E destacou que o partido “está cá” e “não acabou” enquanto tiver autarcas, deputados europeus e integrar os governos das regiões autónomas.
Afirmando que o primeiro-ministro “tem os olhos no Terreiro do Paço mas, ninguém duvide, está já com o coração em Bruxelas” e que “isso parece mais ou menos nítido”, acredita que a saída de António Costa pode significar eleições antecipadas.
O presidente democrata-cristão declarou que “não é a mesma coisa ter o doutor António Costa ou ter o doutor Fernando Medina, com a mesma facilidade com que o doutor António Costa na Câmara de Lisboa quis passar a pasta ao doutor Fernando Medina”.
Apontando que não sabe “se a contratação [do agora ministro das Finanças] teve a ver com isso ou não”, falou diretamente para a dirigente socialista Ana Catarina Mendes, presente no encerramento do congresso, afirmando, entre risos, que a ministra “também não deixava”.
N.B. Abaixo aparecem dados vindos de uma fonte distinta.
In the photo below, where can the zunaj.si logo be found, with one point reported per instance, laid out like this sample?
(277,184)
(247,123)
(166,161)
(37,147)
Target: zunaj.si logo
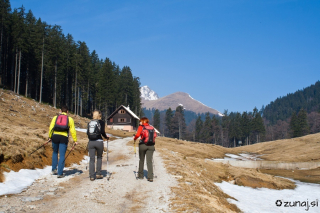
(278,203)
(305,204)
“Nós somos pela estabilidade dos mandatos, mas se tivermos eleições legislativas antecipadas, o CDS estará preparado e será nesse dia que voltará à Assembleia da República”, salientou.
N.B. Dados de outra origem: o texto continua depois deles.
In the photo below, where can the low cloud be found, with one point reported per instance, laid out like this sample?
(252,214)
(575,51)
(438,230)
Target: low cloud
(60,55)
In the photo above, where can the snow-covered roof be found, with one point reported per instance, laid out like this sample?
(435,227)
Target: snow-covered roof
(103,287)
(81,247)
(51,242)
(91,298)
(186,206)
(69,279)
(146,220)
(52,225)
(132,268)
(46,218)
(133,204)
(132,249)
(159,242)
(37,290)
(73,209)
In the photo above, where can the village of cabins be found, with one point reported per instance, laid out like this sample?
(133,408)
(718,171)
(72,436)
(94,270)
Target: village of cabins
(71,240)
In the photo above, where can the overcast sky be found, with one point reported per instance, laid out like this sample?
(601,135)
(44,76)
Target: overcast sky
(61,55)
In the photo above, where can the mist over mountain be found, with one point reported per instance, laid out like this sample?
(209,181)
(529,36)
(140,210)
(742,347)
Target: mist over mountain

E defendeu que “quando a IL se quer sentar à esquerda do PSD”, o PSD se posiciona “rigorosamente ao centro” e “basicamente o Chega se quer sentar à direta do regime”, existe “todo um espaço deste humanismo personalista entre o PSD e o Chega que faz nisso um buraco doutrinário que não está na Assembleia da República”.
“Somos nós e queremos lá voltar”, sublinhou, dizendo sentir “angústia” pela perda de representação parlamentar porque “não é justo”, e que o CDS não se pode conformar “com o facto de a “parcela da sociedade” que representa “não tenha hoje uma voz” no parlamento.
E salientou que é necessário “reagir” e “construir” ao invés de “deprimir”, pedindo aos militantes que acreditem.
Considerando que o futuro do CDS nos próximos anos será “carregado de obstáculos”, Nuno Melo ressalvou que, perante as adversidades, o partido “reergueu-se sempre mais forte” e não desistiu de lutar.